Dr. rer. nat. Tobias Fritsch, Physicist at BAM
WAAM components are very dense and thus need a high-power X-ray tube that can penetrate the thick walls. The MesoFocus 450 in a Diondo CT System is therefore the right tool for the task, as it combines high power with a small focal spot. The high resolution capability makes sure major faults are detected. Other factors that need to be taken into consideration, especially for the industry, are speed and low maintenance. So even though open X-ray tubes could provide an even higher resolution, a faster and low maintenance, closed tube like the MesoFocus is preferred.
What is wire arc additive manufacturing?
Wire arc additive manufacturing (WAAM) is a type of additive manufacturing that involves the use of metal wire as the feedstock. This wire is melted by an electric arc and then deposited in layers to form a 3D part. WAAM is particularly useful for creating large-scale metal parts and has applications in aerospace, automotive, and construction industries.
A promising future
Looking ahead, BAM strives to digitize the quality assurance for AM. SMEs can then copy and implement the developed tools in their production facility but are also asked to contribute actively to the living lab. Through the platform’s digital capabilities, companies can collaborate remotely, and the frequency of physical travel and on-site inspections is reduced.

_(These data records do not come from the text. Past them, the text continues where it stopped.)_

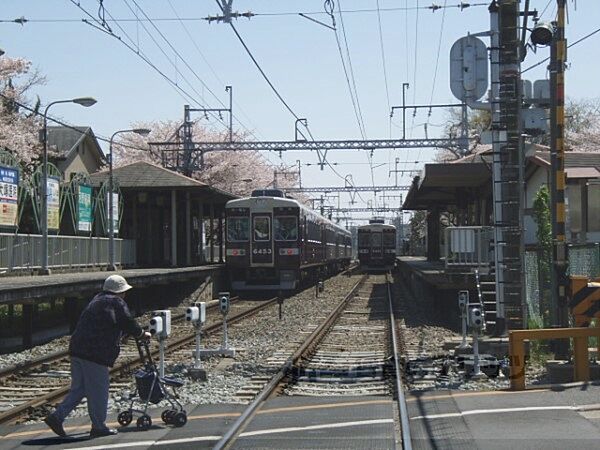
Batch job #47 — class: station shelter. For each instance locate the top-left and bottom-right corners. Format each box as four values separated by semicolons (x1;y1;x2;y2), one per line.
90;161;236;267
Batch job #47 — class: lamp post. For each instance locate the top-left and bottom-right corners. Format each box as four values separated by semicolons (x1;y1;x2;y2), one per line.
40;97;96;275
106;128;150;271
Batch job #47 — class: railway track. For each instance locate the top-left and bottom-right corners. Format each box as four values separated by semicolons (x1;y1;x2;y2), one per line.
214;275;411;449
0;298;277;424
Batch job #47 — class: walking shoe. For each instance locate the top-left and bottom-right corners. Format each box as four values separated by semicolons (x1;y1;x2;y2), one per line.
44;414;67;437
90;428;119;439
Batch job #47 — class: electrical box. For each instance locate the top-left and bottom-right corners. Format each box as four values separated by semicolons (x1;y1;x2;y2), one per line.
185;302;206;324
469;308;483;330
458;291;469;313
152;309;171;338
219;292;229;315
149;316;164;337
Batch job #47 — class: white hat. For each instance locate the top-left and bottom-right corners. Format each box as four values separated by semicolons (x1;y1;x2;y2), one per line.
102;275;133;294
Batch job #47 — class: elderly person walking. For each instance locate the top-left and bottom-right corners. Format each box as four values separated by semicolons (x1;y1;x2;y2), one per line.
44;275;150;438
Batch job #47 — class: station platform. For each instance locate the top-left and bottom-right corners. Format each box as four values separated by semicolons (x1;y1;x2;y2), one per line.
407;383;600;450
0;397;401;450
0;264;224;304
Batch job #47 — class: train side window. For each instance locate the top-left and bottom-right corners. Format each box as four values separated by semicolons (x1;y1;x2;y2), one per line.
358;233;371;247
227;217;250;242
254;217;271;241
371;233;381;247
273;216;298;241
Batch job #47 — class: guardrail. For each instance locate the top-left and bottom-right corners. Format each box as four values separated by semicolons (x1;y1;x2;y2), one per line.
0;233;136;274
508;327;600;391
444;227;494;268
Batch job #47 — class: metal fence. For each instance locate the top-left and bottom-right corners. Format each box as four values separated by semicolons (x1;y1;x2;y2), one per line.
444;227;494;267
0;233;136;273
525;243;600;325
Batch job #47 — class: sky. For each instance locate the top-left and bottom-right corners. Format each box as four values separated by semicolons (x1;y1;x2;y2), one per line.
0;0;600;224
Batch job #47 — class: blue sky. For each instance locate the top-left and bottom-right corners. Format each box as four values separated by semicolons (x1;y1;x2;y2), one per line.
0;0;600;222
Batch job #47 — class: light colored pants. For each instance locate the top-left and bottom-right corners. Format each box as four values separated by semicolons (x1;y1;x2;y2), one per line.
54;357;110;430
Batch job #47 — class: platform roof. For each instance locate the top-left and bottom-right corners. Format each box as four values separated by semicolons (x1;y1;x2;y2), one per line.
403;161;491;210
90;161;237;202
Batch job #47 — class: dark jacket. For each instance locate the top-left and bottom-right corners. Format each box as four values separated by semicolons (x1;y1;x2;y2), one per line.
69;292;144;367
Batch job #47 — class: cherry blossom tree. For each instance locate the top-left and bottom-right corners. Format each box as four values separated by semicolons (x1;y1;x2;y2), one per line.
114;120;298;196
0;56;45;166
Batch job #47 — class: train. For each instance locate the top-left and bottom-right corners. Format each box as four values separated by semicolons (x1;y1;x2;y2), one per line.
225;189;352;292
357;219;396;271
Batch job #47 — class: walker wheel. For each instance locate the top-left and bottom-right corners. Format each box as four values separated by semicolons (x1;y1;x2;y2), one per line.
173;412;187;427
160;409;176;425
137;414;152;430
117;411;133;427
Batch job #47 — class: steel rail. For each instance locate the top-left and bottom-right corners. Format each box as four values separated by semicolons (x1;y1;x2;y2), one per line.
0;297;277;424
385;274;412;450
213;275;367;450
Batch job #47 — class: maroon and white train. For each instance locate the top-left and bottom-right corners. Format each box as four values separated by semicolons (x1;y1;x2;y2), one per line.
358;219;396;270
225;189;352;291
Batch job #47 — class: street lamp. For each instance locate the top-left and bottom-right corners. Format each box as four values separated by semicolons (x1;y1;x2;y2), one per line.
106;128;150;271
40;97;96;275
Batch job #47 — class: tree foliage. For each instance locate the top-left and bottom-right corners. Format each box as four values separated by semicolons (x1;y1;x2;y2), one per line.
0;56;45;166
115;120;298;195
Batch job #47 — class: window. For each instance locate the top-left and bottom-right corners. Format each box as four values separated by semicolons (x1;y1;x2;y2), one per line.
588;184;600;232
227;217;250;242
358;233;371;247
273;217;298;241
371;233;381;247
254;217;271;241
567;184;582;233
383;232;398;247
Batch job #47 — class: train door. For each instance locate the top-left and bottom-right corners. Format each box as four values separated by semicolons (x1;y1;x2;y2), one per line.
251;213;273;266
371;231;383;259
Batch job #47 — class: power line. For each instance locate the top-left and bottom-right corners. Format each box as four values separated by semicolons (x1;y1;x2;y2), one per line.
215;0;300;120
521;24;600;74
167;0;260;140
69;0;199;108
0;92;148;151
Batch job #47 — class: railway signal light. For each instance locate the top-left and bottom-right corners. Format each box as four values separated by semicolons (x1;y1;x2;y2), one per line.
219;292;229;316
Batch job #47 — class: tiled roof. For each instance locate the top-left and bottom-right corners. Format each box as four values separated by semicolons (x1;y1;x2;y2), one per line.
535;152;600;168
48;126;103;157
90;161;207;189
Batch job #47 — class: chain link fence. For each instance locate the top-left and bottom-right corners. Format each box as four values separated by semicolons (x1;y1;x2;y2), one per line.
525;243;600;327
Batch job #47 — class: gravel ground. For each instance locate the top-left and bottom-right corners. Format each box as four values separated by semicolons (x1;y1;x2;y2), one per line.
394;272;549;390
22;275;359;420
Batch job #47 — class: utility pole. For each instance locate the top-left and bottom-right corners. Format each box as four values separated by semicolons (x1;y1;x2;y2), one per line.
490;0;526;334
549;0;569;330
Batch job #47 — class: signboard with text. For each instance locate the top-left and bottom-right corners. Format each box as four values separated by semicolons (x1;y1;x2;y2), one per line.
46;177;60;230
0;166;19;227
106;192;119;236
77;185;92;232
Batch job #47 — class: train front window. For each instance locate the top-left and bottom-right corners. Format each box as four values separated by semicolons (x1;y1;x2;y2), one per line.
273;217;298;241
254;217;271;241
358;233;371;247
227;217;250;242
383;233;396;247
371;233;381;247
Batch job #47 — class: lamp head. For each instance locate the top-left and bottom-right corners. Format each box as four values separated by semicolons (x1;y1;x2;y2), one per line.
71;97;96;108
531;22;555;47
131;128;152;137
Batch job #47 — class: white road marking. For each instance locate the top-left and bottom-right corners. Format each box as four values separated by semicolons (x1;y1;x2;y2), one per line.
410;406;579;420
70;419;394;450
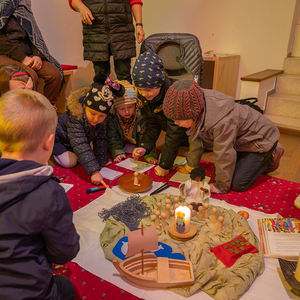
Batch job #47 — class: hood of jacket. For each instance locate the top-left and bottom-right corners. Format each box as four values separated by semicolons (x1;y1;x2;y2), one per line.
67;86;91;119
0;158;55;212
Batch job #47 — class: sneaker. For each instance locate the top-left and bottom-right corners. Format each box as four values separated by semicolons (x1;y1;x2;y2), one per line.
265;146;284;173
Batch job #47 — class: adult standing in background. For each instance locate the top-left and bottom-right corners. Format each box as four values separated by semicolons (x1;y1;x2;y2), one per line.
0;0;63;105
69;0;145;83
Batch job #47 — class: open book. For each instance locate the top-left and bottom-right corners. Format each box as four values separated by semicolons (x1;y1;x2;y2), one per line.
257;218;300;258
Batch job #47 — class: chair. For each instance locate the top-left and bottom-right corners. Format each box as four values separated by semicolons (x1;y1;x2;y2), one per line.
141;33;203;86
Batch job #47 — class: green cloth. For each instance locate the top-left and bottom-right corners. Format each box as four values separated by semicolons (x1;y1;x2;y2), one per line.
99;194;264;300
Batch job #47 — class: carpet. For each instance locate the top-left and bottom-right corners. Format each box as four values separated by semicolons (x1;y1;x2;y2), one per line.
54;161;300;300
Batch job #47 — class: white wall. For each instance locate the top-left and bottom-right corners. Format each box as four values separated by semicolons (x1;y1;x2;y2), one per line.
32;0;296;98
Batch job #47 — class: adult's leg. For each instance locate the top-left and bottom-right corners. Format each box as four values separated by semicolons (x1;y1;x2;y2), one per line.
231;143;277;192
93;61;110;77
114;58;132;83
36;60;61;104
0;55;39;91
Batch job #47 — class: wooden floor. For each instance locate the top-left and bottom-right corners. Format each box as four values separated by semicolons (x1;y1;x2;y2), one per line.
157;134;300;183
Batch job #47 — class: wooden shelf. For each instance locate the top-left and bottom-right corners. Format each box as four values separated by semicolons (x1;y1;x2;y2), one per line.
202;54;240;98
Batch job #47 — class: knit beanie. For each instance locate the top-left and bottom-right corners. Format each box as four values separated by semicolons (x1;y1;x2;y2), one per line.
83;75;125;114
132;51;165;89
163;80;204;120
114;80;137;108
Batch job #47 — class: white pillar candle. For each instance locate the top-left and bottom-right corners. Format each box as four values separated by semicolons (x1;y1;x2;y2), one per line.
295;255;300;282
175;206;191;233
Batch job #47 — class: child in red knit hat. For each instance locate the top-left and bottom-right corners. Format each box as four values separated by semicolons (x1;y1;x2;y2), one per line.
163;80;284;193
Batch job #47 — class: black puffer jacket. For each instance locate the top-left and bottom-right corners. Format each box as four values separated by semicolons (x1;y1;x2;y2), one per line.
138;77;187;170
83;0;136;62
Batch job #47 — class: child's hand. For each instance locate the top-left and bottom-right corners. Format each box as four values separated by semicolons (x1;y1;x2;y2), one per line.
173;165;190;174
91;171;107;186
154;166;170;176
114;154;126;162
146;157;158;165
132;147;146;160
209;184;220;194
103;158;112;167
30;56;43;71
79;5;95;25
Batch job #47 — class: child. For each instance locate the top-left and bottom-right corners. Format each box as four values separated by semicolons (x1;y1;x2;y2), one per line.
53;74;124;186
132;51;187;176
69;0;145;82
163;80;283;193
0;64;33;96
0;90;79;300
107;80;157;164
179;167;210;204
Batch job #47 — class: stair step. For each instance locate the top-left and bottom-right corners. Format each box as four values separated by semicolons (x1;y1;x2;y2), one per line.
276;74;300;95
266;93;300;118
283;57;300;75
264;113;300;136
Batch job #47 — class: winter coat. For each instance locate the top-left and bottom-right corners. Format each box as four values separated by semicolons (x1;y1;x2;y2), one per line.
107;110;157;159
138;76;187;170
186;89;280;193
54;86;110;176
0;158;79;300
82;0;136;62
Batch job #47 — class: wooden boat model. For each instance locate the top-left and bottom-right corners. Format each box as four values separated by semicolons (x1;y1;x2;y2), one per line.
113;225;194;288
113;253;194;288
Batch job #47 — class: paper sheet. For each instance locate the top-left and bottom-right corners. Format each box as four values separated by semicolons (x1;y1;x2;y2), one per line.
100;167;124;180
116;158;154;173
73;182;287;300
169;171;210;183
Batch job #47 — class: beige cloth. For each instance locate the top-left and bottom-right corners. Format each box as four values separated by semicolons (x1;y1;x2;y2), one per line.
100;194;264;300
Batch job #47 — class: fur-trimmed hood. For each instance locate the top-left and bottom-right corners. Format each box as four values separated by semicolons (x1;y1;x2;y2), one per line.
67;86;91;119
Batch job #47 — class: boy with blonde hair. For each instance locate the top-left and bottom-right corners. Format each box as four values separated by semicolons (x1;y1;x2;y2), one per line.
0;90;79;300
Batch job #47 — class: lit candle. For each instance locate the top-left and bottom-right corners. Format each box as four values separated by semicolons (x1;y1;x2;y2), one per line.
175;206;191;233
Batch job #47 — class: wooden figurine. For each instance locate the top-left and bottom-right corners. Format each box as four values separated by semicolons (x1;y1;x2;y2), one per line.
210;207;217;223
216;216;224;232
154;210;160;226
203;203;209;219
161;213;167;229
179;167;211;203
198;206;204;221
157;202;161;213
133;172;140;186
165;204;171;219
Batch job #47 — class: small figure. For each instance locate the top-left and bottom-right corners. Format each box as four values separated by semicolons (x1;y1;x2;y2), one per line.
165;204;171;219
198;206;204;221
210;207;217;223
216;216;224;232
173;197;179;210
179;167;210;203
154;210;160;226
157;202;161;213
161;213;167;229
203;203;209;219
133;172;140;186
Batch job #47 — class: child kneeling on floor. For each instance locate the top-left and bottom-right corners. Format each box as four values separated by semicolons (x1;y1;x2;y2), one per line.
0;90;79;300
53;74;124;186
107;80;158;164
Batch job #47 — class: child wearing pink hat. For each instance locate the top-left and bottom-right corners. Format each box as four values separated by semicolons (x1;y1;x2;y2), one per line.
163;80;284;193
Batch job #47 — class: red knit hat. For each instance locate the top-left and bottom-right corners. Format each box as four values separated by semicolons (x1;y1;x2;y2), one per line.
163;80;204;120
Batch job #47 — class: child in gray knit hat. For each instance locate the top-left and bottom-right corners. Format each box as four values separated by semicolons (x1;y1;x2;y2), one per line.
163;80;283;193
53;74;125;186
132;51;187;176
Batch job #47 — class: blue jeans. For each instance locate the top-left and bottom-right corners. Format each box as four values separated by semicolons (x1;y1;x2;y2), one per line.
231;143;277;192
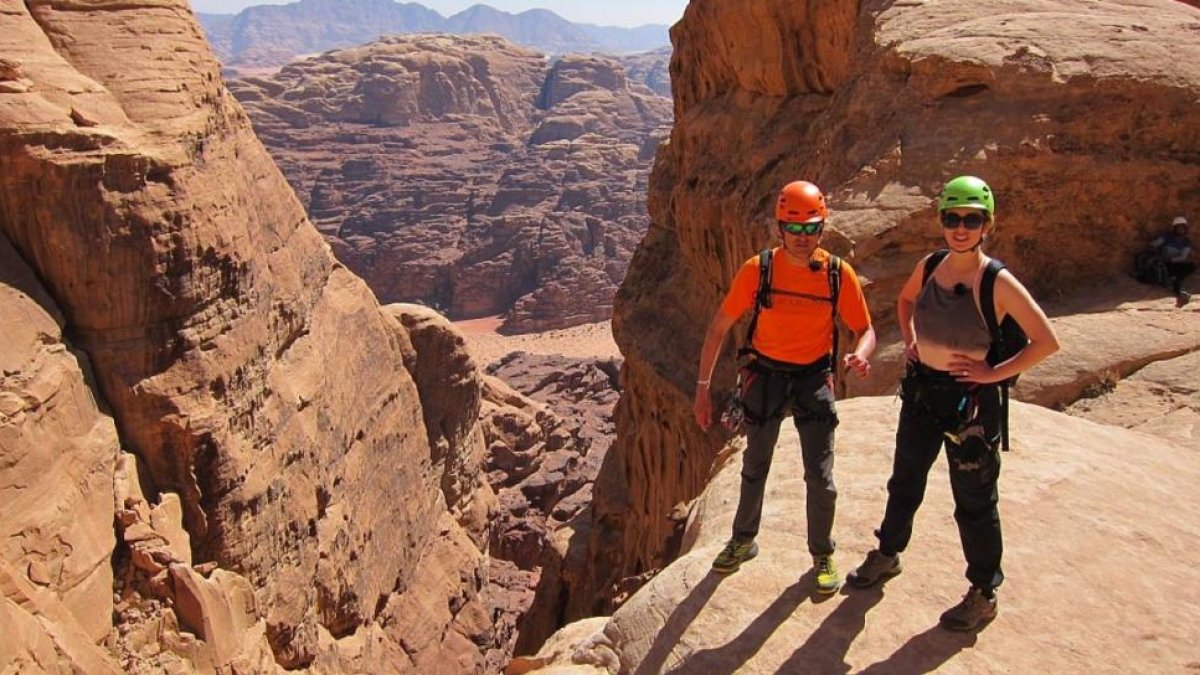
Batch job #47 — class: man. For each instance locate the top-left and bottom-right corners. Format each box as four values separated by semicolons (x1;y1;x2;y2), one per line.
850;175;1058;631
692;180;875;593
1150;216;1196;307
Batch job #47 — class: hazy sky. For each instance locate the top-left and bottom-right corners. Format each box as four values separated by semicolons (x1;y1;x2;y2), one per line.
192;0;688;26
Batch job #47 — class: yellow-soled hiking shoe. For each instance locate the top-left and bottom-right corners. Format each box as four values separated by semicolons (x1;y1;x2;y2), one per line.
812;554;841;593
938;587;998;632
713;539;758;574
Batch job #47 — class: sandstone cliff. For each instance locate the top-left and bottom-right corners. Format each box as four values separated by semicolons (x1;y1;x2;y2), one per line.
0;0;544;673
583;0;1200;615
232;35;671;333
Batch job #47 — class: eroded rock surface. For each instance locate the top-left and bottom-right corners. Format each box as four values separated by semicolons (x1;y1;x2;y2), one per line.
232;35;671;333
482;353;619;655
588;0;1200;615
199;0;668;68
0;0;506;673
530;396;1200;674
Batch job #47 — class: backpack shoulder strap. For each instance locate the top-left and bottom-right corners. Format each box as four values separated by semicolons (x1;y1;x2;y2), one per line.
920;249;950;286
738;243;774;357
979;258;1009;453
754;249;774;315
829;253;841;357
979;258;1004;333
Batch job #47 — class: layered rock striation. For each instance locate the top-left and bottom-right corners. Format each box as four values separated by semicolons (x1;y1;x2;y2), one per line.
576;0;1200;615
232;35;671;331
0;0;552;673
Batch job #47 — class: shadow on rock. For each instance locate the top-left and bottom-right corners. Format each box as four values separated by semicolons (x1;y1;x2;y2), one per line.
863;626;977;675
662;571;815;673
778;586;883;674
635;572;725;675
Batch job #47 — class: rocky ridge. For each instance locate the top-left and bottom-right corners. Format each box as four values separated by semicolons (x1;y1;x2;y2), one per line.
520;396;1200;674
198;0;670;68
230;35;671;333
571;0;1200;616
0;0;590;673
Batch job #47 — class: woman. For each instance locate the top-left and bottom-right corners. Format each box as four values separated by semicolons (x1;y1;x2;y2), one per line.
848;175;1058;631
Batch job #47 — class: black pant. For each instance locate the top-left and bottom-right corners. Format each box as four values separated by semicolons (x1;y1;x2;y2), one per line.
878;368;1004;591
1166;263;1196;295
733;359;838;555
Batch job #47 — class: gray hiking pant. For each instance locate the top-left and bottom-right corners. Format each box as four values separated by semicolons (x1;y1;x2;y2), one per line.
733;360;838;555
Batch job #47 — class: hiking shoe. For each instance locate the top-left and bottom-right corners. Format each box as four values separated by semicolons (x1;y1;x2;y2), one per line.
812;555;841;593
846;549;904;589
938;587;997;631
713;539;758;574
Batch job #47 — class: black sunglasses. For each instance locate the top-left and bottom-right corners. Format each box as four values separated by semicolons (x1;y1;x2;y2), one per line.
779;220;824;234
942;211;991;229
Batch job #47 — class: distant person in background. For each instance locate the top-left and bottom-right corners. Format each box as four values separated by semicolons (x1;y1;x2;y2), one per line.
847;175;1058;631
692;180;875;593
1150;216;1196;307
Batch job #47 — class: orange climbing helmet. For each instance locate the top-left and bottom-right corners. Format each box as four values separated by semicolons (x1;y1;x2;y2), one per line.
775;180;829;222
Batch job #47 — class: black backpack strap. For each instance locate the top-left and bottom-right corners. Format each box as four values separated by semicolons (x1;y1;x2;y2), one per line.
979;258;1008;453
920;249;950;286
738;249;774;357
829;255;841;360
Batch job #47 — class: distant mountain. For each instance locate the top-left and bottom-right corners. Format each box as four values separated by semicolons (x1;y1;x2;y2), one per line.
228;32;672;333
197;0;671;68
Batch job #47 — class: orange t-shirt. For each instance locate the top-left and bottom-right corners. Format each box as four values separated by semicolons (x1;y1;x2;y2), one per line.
720;247;871;364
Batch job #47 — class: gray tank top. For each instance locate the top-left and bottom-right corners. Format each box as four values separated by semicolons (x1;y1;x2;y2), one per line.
912;279;991;353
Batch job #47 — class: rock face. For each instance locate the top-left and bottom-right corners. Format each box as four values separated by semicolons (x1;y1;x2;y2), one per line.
232;35;671;331
528;396;1200;674
0;0;516;673
576;0;1200;615
0;227;119;673
199;0;670;68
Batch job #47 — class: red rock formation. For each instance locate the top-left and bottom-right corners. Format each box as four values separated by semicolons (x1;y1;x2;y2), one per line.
530;396;1200;675
0;0;504;673
233;35;670;331
575;0;1200;614
0;230;119;673
482;352;619;655
192;0;668;68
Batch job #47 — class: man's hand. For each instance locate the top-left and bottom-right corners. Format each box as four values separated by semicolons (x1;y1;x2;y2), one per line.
904;340;920;363
949;354;1003;384
842;352;871;378
691;384;713;431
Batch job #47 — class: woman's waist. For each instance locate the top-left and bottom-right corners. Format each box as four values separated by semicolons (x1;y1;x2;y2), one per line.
917;338;988;371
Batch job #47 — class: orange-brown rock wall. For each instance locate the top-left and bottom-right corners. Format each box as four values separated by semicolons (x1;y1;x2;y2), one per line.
0;0;494;671
0;230;119;673
592;0;1200;610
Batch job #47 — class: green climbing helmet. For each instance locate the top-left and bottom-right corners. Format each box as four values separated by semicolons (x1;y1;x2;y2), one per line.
937;175;996;215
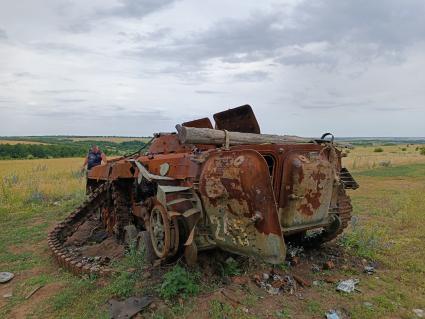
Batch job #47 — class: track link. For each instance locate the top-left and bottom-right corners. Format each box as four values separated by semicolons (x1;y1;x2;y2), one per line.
301;188;353;247
47;183;112;276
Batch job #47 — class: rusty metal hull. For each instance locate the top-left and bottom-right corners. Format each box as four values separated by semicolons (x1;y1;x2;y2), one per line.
49;105;358;276
199;150;285;263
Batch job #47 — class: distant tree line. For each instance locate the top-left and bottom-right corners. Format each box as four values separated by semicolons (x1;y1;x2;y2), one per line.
0;140;144;159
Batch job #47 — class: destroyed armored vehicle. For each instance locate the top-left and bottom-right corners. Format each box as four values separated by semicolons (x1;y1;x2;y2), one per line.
49;105;358;272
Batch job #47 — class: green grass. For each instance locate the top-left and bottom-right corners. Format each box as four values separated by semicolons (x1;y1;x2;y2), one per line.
158;265;200;300
355;164;425;178
0;156;425;319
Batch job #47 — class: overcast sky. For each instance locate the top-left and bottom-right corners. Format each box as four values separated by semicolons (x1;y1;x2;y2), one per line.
0;0;425;136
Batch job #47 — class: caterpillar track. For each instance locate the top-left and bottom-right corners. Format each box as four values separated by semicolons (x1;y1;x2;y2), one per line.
48;105;359;275
295;189;353;247
48;182;129;276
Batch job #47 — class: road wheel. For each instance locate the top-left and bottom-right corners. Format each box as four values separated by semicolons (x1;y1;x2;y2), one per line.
149;204;171;259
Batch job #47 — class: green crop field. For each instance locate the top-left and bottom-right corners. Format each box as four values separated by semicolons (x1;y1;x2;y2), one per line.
0;146;425;319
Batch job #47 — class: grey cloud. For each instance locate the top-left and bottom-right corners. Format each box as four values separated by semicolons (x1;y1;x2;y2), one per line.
195;90;224;95
133;0;425;69
32;42;93;54
0;29;7;40
373;106;414;112
62;18;93;34
275;52;337;67
32;89;90;95
56;99;86;103
98;0;176;18
13;72;37;79
234;71;269;82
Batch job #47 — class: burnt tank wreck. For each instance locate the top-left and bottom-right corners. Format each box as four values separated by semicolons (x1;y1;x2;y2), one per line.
48;105;358;274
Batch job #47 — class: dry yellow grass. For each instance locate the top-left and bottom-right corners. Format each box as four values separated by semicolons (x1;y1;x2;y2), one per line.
0;158;85;211
0;140;48;145
343;145;425;171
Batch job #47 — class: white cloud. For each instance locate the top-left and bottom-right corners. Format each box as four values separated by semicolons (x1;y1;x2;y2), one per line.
0;0;425;136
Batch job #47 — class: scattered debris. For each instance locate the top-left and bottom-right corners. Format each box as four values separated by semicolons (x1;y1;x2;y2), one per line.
323;276;339;284
412;309;425;318
253;270;297;295
0;271;15;284
311;264;320;272
108;297;152;319
25;285;43;299
326;310;341;319
286;245;304;257
231;276;249;285
363;266;375;275
363;301;373;309
3;292;13;298
336;279;360;293
292;274;311;287
220;289;241;304
323;260;335;270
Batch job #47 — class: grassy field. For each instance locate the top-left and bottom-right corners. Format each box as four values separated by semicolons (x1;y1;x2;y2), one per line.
0;139;47;145
0;145;425;319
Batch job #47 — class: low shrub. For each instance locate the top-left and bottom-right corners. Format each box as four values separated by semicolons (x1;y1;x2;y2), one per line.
158;265;200;300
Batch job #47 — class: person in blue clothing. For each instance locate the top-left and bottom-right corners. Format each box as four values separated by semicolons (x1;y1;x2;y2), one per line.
83;145;106;171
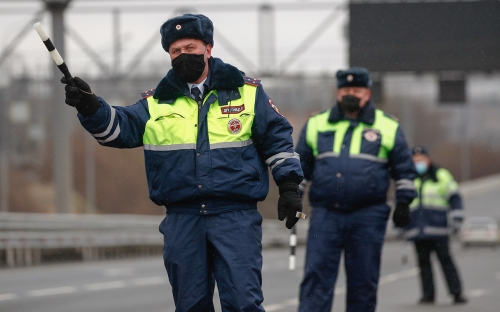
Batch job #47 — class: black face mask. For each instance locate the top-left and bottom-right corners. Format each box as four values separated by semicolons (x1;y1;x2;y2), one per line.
172;53;205;82
339;95;361;113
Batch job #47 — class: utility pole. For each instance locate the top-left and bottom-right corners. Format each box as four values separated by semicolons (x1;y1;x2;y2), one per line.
0;67;10;212
259;4;276;77
113;8;122;77
43;0;76;213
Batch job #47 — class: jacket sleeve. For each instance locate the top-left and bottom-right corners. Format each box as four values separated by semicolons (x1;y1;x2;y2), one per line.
389;126;417;204
252;85;303;184
78;97;149;148
296;121;314;191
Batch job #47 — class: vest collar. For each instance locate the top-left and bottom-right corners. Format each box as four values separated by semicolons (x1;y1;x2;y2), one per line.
328;100;375;125
153;57;244;104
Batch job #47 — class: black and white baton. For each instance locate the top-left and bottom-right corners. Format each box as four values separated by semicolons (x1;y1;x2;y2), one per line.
288;211;306;270
288;226;297;270
33;22;75;87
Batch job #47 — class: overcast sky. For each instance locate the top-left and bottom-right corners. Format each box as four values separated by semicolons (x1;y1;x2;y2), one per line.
0;0;348;76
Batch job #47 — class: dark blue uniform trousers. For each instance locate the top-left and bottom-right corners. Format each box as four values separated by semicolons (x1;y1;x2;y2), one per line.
160;209;264;312
299;204;390;312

QI Digital represents a significant step forward in additive manufacturing and towards the Industry 4.0. Not only that, but it also sets new standards for non-destructive testing in general and the way X-ray inspection will work in the future.
Dr. rer. nat. Uwe Zscherpel is a Governmental Director and researcher at BAM. He holds a Diploma in Experimental Physics and a PhD in Chemical Physics from the University of Leipzig. With over 30 years of experience in the field of industrial radiographic testing, he has contributed significantly to research and standard development for film digitization and digital film replacement by computed radiography (CR), digital detector arrays (DDA) and computed tomography (CT). Latest activities are the standard development for NDT applications in additive manufacturing and the automated flaw detection using deep learning with neural networks and other image processing methods.
Dr. rer. nat. Tobias Fritsch is a scientific researcher at BAM. After a Master’s Degree in Physics he joined BAM for a PhD on NDE of AM Lattice Structures. He collected experience in industrial battery research for 1.5 Years and re-joined afterwards the CT-group at BAM as a post-doc.
He has a major interest in application-driven development of the CT-technique especially regarding quantitative image analysis. With that he advances the information depth and improves analysis routines, mainly for CT application in additive manufacturing.